Wednesday, 10 April 2013

Supervise your superior

Obvious! It’s a ‘taboo’ for you as a junior to supervise the work of someone senior to you. But not when they are meeting the media.
One day I accompanied a team of Plan Malawi’s disaster preparedness team to a southern Malawi district where floods had destroyed houses, property and crops and had displaced hundreds of people. Plan was visiting the area to distribute relief items to the floods victims.
My role was very clear. I had to pitch our story to editors at local media houses and I did just that. A team of journalists came along.
The journalists and I had agreed very well on the time they would need Plan’s and other officials for interviews. When the time came, I alerted who ever the media had asked for. I listened to the media interviews as they were being conducted and everything went on well.
However, one experience prompted me to arrive at a resolution I will leave with as long as I remain in charge of Media Relations for any organisation or for any individual.
Before an interview with a Plan official, I left the place to look for another person who the media had also indicated they needed. This is what followed.
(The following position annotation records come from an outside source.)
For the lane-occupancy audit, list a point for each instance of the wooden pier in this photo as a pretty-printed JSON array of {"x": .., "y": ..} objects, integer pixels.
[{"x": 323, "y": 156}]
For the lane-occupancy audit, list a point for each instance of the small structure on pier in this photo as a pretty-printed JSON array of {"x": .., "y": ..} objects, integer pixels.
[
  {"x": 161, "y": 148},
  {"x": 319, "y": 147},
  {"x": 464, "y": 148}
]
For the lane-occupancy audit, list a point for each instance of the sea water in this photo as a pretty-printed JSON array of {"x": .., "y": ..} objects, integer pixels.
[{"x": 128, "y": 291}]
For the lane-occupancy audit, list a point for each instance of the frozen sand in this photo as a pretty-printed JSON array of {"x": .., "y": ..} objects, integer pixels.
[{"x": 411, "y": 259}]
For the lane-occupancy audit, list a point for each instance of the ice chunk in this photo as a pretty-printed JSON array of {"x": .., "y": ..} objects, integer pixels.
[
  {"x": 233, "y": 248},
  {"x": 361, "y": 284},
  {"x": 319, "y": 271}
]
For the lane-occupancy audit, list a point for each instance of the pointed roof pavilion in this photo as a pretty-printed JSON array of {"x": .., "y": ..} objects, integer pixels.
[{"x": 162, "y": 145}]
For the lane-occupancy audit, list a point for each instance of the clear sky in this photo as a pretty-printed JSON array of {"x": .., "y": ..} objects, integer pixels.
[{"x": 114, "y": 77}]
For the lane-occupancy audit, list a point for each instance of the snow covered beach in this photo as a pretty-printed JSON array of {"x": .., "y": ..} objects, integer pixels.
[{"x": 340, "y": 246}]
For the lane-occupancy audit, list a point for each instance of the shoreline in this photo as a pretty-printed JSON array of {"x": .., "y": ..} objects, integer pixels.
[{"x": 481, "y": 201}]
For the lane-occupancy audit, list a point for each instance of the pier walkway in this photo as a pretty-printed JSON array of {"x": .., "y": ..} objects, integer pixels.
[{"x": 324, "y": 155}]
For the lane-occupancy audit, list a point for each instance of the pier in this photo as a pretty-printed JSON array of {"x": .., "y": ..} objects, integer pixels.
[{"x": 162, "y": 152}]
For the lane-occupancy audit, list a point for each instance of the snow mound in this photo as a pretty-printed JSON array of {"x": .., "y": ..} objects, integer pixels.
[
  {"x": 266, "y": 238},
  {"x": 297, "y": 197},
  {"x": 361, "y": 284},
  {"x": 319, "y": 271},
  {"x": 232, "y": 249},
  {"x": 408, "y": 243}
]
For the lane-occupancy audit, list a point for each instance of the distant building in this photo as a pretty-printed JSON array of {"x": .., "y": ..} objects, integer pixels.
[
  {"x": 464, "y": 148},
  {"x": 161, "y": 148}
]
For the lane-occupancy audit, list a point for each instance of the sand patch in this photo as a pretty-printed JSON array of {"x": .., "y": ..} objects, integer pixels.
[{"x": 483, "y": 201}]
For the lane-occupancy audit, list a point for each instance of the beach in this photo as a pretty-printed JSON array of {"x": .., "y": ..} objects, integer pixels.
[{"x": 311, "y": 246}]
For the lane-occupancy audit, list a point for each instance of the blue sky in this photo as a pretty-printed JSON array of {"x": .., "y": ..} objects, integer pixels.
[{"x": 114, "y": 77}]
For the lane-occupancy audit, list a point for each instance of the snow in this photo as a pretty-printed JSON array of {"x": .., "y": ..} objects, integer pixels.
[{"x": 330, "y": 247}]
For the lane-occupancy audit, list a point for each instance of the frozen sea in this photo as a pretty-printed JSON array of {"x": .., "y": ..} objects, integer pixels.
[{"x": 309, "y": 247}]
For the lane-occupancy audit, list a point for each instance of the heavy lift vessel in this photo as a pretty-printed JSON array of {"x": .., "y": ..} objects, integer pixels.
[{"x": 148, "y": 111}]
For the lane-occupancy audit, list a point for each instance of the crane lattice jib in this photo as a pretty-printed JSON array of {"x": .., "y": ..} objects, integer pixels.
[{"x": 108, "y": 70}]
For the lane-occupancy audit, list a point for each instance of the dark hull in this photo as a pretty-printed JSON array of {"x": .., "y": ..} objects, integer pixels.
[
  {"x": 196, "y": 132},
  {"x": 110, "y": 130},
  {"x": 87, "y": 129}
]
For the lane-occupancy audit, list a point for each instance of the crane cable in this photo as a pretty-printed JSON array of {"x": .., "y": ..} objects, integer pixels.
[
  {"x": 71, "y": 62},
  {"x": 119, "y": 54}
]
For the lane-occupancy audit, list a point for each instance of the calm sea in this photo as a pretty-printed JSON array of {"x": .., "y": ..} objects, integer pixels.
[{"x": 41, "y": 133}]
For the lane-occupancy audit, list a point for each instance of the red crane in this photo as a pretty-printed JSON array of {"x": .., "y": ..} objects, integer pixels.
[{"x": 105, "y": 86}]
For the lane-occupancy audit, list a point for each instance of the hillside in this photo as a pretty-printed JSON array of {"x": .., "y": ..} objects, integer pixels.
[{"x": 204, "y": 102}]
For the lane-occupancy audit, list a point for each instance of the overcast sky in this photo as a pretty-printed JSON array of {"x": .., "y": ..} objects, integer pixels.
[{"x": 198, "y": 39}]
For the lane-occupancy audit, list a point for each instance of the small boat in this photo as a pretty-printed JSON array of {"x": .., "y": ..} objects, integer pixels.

I had requested the television crew we went with to share with me the raw footage of the interviews they had captured. For some reason I had missed our story when it was on TV during news. I therefore decided to watch the raw footage on my laptop in my office.
The Plan official was asked a set of questions first in English and the same questions were asked in Chichewa, Malawi’s most widely spoken local language, which almost all electronic media houses in the country also use, alongside English, to broadcast news.
As I watched the raw footage, I noticed that during the Chichewa version of the interview, the spokesperson would, within a sentence, code switch between Chichewa and English as he answered questions from the TV reporter. That went on in that fashion in all the Chichewa questions. That got me thinking: What would I do if I were the editor of the story brought by the reporter and if I had decided to use the story in a news bulletin?
I figured out that if I were the editor I would be confronted with four options to choose from.
First option: I would have to have the English phrases in the Chichewa interview translated into the local language to enable viewers with a limited grasp of English get the message. That is the essence of having Chichewa news bulletins anyway. But that would be expensive on my part as it would require more resources in terms of time and personnel. What with the transcription, translation and the production of voice-overs. Apart from that, I would grapple with the question around the aesthetic implications of a mixture of English and Chichewa phases within an interviewee’s sentence of any chosen clip for the news. I figured out the interview would sound and appear a disjointed package. That is debatable, though.
Second option: I would throw the Chichewa clips that I would have chosen into the bulletin the way they were, without any translation and voice-overs. But the presence of more English phrases in Chichewa sentences would mean viewers with limited levels of English would not get the message by the Plan official. That would defeat the whole purpose of having a Chichewa version of the bulletin.
Third option: I would choose only ‘clean’ Chichewa clips i.e. clips in which the interviewee spoke Chichewa without code-switching between the local language and English. That would make my work easy but the organisation’s opportunity to deliver its key message would potentially be missed in the process. Well, as an editor, I would not care much about that. After all, I would tell myself, rightly so, it is not my job to make an effort to help organisations deliver their key messages to their target audience. I would owe no one any apology for my decision.
Well, if, at this stage, you think this would be the organisation’s Media Relations person’s biggest failure in this assignment I dare say you have not yet figured out what I consider the most painful failure, at-least on this one.
My fourth option as an editor of this Plan Malawi story would be the easiest of all and for which I would also owe no single soul any semblance of an apology: throw the story into the rubbish bin. The story would not get on viewers’ TV screens. If this would not be classified the most frustrating thing for me as a Media Relations practitioner, having spent my organisation’s financial resources to take the TV crew all the way to the interior of the flood hit district, then I have no idea what would be.
So what does all this suggest?
Whenever your organisation’s spokesperson on any issue is giving a media interview, hang around and listen to every single word that they utter. If I were around during the Plan Malawi official’s media interview at the relief item distribution exercise I would instantly advise him to respond to the Chichewa questions exclusively in the local language. I would monitor his every word and sentence so the editor of the news would not be bothered about deciding what to do with the interview as demonstrated above.
My experience with the TV interview taught me one basic Media Relations mantra: Don’t walk away. No matter how well prepared or smart you think your organisation’s spokesperson is, do not stay away when they are giving the media an interview, unless it is practically impossible for you to be physically around.